El artista se mantuvo en silencio por un minuto tenso, terminó de beber lo que restaba de su Gin, y asintió con la cabeza, sin suavizar su expresión por un segundo siquiera.
—¿Quieres que te perdone? —indagó, bajando el vaso.
Claude analizó su actitud rigurosa con recelo, pero negándose a ceder ante su miedo.
—Sí... más que nada.
Su hermano entonces se inclinó hacia adelante, encarándolo con una mirada severa, pesarosa.

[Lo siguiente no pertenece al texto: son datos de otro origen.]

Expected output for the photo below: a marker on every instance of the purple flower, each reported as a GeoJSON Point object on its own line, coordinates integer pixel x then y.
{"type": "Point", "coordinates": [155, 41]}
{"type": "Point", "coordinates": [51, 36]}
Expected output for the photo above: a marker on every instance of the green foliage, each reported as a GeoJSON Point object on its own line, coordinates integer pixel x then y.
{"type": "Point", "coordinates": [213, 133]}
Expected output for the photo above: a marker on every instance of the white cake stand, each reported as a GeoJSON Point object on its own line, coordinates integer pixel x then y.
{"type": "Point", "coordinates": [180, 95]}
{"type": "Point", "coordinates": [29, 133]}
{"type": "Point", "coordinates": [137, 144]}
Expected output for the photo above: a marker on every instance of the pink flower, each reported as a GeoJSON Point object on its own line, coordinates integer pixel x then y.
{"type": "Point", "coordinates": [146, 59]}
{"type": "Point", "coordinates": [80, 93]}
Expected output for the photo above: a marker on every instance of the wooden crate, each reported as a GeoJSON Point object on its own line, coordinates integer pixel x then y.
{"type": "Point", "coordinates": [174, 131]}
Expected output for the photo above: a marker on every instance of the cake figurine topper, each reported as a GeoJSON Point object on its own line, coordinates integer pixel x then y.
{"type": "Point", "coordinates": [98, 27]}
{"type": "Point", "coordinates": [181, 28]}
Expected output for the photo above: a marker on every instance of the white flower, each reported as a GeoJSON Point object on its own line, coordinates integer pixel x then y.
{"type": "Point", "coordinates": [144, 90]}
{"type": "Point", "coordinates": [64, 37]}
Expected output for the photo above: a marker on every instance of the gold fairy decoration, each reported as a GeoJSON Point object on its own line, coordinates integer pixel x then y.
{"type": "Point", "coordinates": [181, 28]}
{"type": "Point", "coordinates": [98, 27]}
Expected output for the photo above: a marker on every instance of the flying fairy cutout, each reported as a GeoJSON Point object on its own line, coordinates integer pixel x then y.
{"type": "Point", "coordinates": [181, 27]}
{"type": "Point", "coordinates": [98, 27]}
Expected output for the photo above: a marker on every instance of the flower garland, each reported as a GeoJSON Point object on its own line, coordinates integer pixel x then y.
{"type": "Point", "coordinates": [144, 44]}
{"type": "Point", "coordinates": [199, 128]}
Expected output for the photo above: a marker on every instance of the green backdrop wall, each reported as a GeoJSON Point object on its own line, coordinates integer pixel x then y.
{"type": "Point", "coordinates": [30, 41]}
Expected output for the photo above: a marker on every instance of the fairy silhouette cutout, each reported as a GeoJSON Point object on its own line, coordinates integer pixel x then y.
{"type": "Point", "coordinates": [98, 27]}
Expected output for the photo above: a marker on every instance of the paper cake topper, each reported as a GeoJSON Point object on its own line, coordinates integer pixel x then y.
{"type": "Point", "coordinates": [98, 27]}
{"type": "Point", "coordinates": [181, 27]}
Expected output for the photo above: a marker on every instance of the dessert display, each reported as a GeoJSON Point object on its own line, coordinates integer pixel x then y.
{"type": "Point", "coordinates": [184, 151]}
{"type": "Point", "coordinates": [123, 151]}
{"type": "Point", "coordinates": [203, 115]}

—Entonces cuídala por mí —fue su sorprendente petición lo que terminó de destruir los ánimos del secretario, cuyo cargo de conciencia pesaba tanto cuanto su arrepentimiento.
—Lo haré —prometió, levantándose de la silla, luchando contra las lágrimas que se esforzaban por caer sobre su rostro.

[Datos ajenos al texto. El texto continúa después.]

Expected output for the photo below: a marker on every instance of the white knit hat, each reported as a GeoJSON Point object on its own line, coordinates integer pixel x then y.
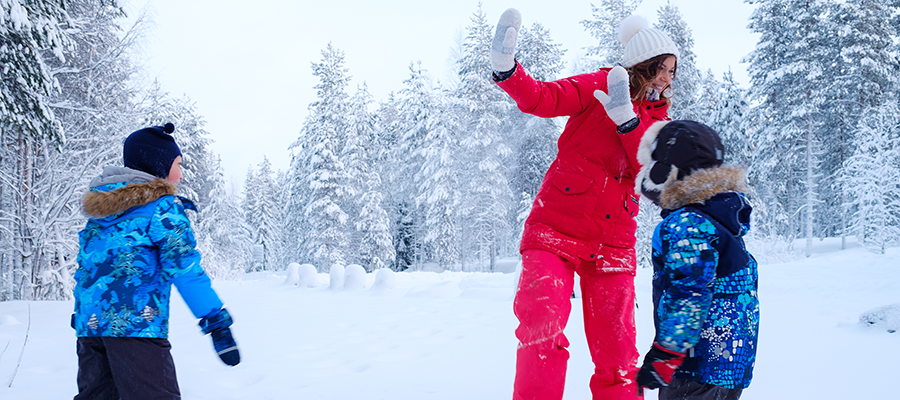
{"type": "Point", "coordinates": [643, 42]}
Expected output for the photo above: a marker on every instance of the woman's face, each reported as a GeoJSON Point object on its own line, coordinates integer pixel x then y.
{"type": "Point", "coordinates": [665, 75]}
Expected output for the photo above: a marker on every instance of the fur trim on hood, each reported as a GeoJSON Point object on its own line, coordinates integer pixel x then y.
{"type": "Point", "coordinates": [105, 204]}
{"type": "Point", "coordinates": [703, 184]}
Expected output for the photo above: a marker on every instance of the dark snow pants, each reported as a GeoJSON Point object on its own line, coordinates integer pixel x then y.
{"type": "Point", "coordinates": [690, 390]}
{"type": "Point", "coordinates": [125, 368]}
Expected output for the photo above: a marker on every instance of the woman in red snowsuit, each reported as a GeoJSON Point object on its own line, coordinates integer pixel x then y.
{"type": "Point", "coordinates": [582, 219]}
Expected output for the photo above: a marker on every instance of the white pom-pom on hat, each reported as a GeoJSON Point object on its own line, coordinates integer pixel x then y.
{"type": "Point", "coordinates": [631, 26]}
{"type": "Point", "coordinates": [643, 42]}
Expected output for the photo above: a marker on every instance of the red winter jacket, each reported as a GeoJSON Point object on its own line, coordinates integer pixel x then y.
{"type": "Point", "coordinates": [586, 206]}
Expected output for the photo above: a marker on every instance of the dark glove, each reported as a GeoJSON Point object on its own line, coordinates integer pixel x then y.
{"type": "Point", "coordinates": [217, 324]}
{"type": "Point", "coordinates": [659, 367]}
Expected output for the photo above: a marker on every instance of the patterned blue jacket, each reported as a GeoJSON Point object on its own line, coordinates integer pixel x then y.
{"type": "Point", "coordinates": [136, 244]}
{"type": "Point", "coordinates": [704, 280]}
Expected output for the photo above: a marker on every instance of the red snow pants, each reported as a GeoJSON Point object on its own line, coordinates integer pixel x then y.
{"type": "Point", "coordinates": [542, 305]}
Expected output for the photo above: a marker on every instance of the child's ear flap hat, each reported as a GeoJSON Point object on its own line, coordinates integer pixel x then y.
{"type": "Point", "coordinates": [671, 150]}
{"type": "Point", "coordinates": [152, 150]}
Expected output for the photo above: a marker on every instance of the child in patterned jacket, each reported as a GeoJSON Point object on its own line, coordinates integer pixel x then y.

—Eso es todo. Ahora déjame en paz.
—Pero...
—Déjame.
Los dos intercambiaron miradas. Claude supo, por la rabia que electrizaba aquellos ojos verdes, que era tiempo de retirarse.
—Claro —balbuceó—. Buenas noches.
Jean no le contestó. Solo gesticuló con torpeza al mesero para que se acercara a su mesa, se llevara sus vasos vacíos y los rellenara con el licor más fuerte y barato que tuvieran. Claude pensó en intervenir, y decirle que se fuera a su casa a descansar, pero sentía que sería algo demasiado impertinente de su parte, tomando en cuenta la gravedad de la conversación que acababan de tener. Con un sabor amargo en la boca y un ardor incomodo en la cima del estómago, se devolvió a su propia mesa, sin saber cómo sentirse al respecto de lo que acababa de oír.
—¿Y qué pasó? —preguntó su novia, al momento en que dejó su peso muerto caer sobre su silla.
—No lo sé... —bufó—. Pero necesito un vaso de Whiskey ahora.